Egypt: Plague upon the Cattle

Exodus 9:1-7 says:

Then the LORD said to Moses, “Go to Pharaoh and tell him, ‘Thus says the LORD, the God of the Hebrews, “Release my people that they may serve me! 2 For if you refuse to release them and continue holding them, 3 then the hand of the LORD will surely bring a very terrible plague on your livestock in the field, on the horses, the donkeys, the camels, the herds, and the flocks. 4 But the Lord will distinguish between the livestock of Israel and the livestock of Egypt, and nothing will die of all that the Israelites have.”‘” 5 The LORD set an appointed time, saying, “Tomorrow the LORD will do this in the land.” 6 And the LORD did this on the next day; all the livestock of the Egyptians died, but of the Israelites’ livestock not one died. 7 Pharaoh sent representatives to investigate, and indeed, not even one of the livestock of Israel had died. But Pharaoh’s heart remained hard, and he did not release the people (NET).

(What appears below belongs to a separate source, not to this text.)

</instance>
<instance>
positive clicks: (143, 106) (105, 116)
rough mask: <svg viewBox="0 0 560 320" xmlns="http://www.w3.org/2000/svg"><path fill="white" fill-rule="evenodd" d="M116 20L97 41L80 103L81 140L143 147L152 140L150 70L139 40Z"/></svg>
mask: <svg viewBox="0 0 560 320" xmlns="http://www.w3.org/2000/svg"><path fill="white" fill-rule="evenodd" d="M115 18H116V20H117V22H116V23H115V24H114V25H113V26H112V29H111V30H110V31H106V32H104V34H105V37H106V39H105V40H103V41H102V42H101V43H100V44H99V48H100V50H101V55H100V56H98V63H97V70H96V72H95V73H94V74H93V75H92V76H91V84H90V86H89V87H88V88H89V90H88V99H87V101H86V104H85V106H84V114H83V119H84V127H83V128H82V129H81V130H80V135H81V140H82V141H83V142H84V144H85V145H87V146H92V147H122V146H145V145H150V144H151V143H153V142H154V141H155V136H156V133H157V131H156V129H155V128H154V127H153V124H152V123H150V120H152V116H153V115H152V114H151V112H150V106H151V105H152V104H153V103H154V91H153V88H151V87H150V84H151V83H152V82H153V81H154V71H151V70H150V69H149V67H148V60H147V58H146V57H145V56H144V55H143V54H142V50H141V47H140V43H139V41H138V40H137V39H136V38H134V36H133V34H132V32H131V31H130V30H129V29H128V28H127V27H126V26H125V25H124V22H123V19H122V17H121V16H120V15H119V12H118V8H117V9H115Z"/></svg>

In our previous post we showed how the plagues were said to be judgments against the gods of Egypt. Regarding the plague upon the cattle, Dr. David Livingston said:

This judgment was against the bull god (revered as early as the Archaic Period (35), and the sacred cattle of Hathor, the cow-headed love goddess. It was a special reproach to pharaoh who worshipped Hathor. Hathor, whose name means “house of Horus,” was sacred as early as the Old Kingdom (41, 58). Other gods associated with cattle were Ptah and Amon.
Great cemeteries of embalmed cattle have been excavated. The symbol of the bull was the symbol of pharaoh himself (Bible and Spade, Vol. 4, Num. 1, p. 10).

The museum at Alexandria, Egypt, has a display of a sacred bull.

Sacred Bull at Alexandria, Egypt. Photo by Leon Mauldin.

The cow-goddess Hathor was widely worship in Egypt. This image is from Hatshepsut’s three-tiered funerary palace at Deir el-Bahari.

Goddess Hathor at Hatshepsut's funerary temple. Photo by Leon Mauldin.

The best evidence is that these events transpired during Egypt’s Eighteen’s Dynasty, when the nation was at the peak of its power.